Not reporting COVID-19 data to the state health authorities has proven costly for two dozen nursing homes in Maryland. 

The state’s Office of Health Care Quality fined 24 facilities for failing to submit daily reporting information, the Washington Post reported. The fines were between $250 and $750 and were handed down in early May.

The punishments are a far cry from the more than $62,000 levied by the federal government against a Pennsylvania nursing home recently for infection control deficiencies at the facility during the pandemic. 

The state requires nursing homes to submit COVID-19 death and infection data daily to its health information system, which was launched about three weeks ago. Facilities were given a grace period of “several days” after the system was launched before fines started to be assessed, the report explained. 

Providers, however, argued that the system didn’t issue receipts in its first few weeks and nursing homes didn’t know if their information was being received by the state. 
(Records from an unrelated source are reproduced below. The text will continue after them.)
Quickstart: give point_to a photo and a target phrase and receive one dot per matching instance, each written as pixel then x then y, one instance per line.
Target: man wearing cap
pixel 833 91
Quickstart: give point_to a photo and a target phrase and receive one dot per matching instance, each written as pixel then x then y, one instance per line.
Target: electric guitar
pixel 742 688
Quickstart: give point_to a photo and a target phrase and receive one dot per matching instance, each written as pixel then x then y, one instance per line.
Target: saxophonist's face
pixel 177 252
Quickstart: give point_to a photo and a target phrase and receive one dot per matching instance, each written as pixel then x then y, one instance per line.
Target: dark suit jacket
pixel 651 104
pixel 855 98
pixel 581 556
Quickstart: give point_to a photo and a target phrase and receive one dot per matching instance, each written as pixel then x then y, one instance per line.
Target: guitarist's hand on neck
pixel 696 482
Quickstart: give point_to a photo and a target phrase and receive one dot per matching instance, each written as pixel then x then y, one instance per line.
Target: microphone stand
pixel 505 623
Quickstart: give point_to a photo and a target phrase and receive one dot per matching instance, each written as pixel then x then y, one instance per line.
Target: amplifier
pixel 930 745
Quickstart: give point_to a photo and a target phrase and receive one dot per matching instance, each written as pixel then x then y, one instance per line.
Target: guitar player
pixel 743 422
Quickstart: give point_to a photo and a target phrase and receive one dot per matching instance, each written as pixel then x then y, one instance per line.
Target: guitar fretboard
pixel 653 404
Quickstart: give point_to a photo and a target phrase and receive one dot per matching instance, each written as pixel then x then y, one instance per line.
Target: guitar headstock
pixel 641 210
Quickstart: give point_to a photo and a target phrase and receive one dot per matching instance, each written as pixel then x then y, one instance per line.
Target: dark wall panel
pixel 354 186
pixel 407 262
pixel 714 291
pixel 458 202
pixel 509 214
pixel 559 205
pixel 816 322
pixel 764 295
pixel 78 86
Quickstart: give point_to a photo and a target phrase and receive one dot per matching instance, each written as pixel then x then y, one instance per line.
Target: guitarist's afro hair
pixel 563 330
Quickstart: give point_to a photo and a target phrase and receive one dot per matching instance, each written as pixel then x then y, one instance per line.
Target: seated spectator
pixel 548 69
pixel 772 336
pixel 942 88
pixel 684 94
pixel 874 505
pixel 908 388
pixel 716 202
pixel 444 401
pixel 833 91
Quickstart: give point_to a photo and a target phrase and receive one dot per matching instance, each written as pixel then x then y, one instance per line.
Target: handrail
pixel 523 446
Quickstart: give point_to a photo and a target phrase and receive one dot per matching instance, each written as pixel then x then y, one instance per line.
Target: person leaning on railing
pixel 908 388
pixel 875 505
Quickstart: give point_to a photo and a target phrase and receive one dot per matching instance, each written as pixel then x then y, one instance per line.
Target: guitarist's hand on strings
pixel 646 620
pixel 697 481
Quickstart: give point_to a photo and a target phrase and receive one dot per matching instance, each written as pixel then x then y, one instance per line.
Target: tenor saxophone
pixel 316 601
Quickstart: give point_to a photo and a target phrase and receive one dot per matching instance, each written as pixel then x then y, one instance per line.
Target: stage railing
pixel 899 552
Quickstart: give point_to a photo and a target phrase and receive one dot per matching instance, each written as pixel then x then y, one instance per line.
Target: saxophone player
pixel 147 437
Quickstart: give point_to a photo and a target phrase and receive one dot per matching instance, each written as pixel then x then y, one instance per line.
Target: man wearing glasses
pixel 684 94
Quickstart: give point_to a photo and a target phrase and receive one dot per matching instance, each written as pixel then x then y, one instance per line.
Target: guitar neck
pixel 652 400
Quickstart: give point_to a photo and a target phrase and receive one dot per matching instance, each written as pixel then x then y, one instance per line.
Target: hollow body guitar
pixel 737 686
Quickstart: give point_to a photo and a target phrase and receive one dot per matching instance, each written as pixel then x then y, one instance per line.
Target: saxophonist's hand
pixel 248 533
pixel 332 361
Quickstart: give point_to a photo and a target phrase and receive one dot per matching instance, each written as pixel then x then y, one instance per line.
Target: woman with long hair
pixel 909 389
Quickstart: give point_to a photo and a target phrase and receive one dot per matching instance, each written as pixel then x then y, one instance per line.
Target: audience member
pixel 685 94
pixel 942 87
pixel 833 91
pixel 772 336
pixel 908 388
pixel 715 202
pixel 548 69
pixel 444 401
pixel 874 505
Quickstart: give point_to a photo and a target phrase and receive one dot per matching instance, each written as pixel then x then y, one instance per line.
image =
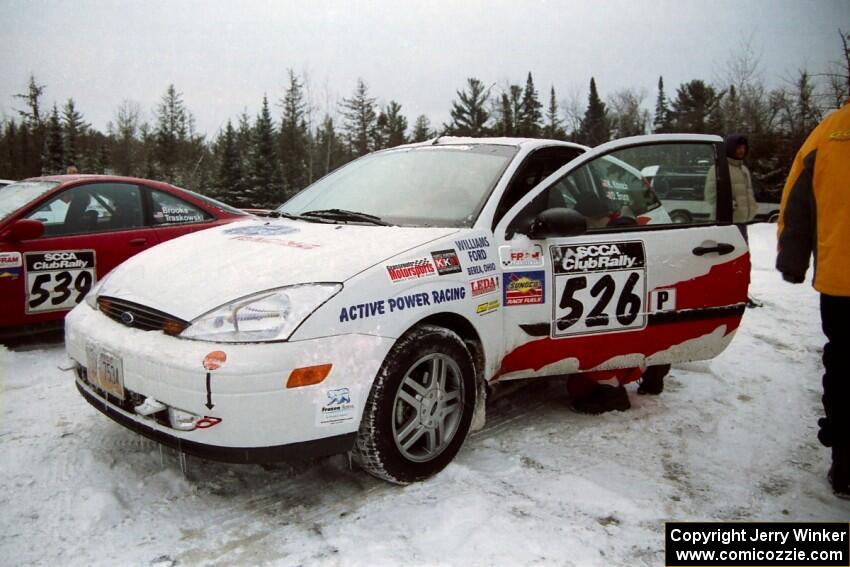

“There likely were instances where nursing homes did not file the CRISP report on time because they were actually focused on real-time hands-on care,” said Joseph DeMattos, president of Health Facilities Association of Maryland. 

About 98% of providers are complying with the reporting mandates, according to the state. 

The federal government also recently launched its COVID-19 reporting process for nursing homes. Providers face up to $1,000 weekly fines for not reporting infections in a timely manner.